In 1884, Bakhita arrived in Italy accompanying her fifth “master” and a friend of his, Augusto Michieli. Michieli would become her sixth and last owner, after taking her to his house as a servant, since slavery was forbidden in Italy. She worked as a nanny in the Michieli household and became close friends with one of the family’s daughters, Minnina. Years later, both would become nuns in Venice.
It was during her time with the Michieli family that Bakhita came to know God and learned that “he had always remained in her heart,” even in the moments of greatest pain, and that he had given her the strength to be able to endure so much mistreatment.
On Jan. 9, 1890, the saint received baptism, first Communion, and confirmation. From that moment on, she took the Christian name of “Josephine Margaret Fortunate.” She decided to stay in Italy, where she felt safer, far from the danger of being enslaved again, and where she had met the one she had been waiting for all her life — Jesus of Nazareth. Together with Minnina, she entered the novitiate of the Institute of the Sisters of Charity in Venice and would become, years later, a member of the order at the age of 38 on Dec. 7, 1893.
In 1902 she was sent to Venice, where she worked cleaning, cooking, and caring for the poor. Without doing anything “extraordinary,” Bakhita earned the reputation of a saint. Always modest and humble, she maintained a firm faith, making her daily life a beautiful offering to God.
She died on Feb. 8, 1947, in Schio, northern Italy, and thousands of people came to her funeral.
Because of her spirituality, closeness to God, and strength in the face of adversity, St. John Paul II called her a “universal sister” in his homily during her beatification on May 17, 1992, saying: “In our time, in which the unbridled race for power, money, and enjoyment causes so much distrust, violence, and loneliness, the Lord gives us back Sister Bakhita as a universal sister so that she may reveal to us the secret of the truest happiness: the Beatitudes.”

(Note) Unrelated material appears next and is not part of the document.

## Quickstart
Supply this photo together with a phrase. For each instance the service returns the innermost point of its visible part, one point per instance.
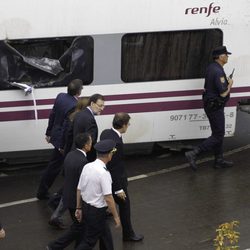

John Paul II also canonized her in 2000, during the Jubilee of the second millennium, honoring the African people and all those who have suffered slavery throughout history.
In 2007, Pope Benedict XVI used the example of St. Josephine Bakhita in his encyclical Spe Salvi (“In Hope We Were Saved”) to recall what the meaning of hope is:
“Bakhita ... had known only owners who despised and mistreated her or, at best, considered her a useful slave. Now, on the contrary, she heard that there was a ‘Paron’ above all masters, the Lord of all lords, and that this Lord is good, goodness in person. She learned that this Lord also knew her, that he had created her too; moreover, that he loved her. She too was loved, and precisely by the supreme ‘Paron,’ before whom all others are but miserable servants. She was known and loved, and she was expected.”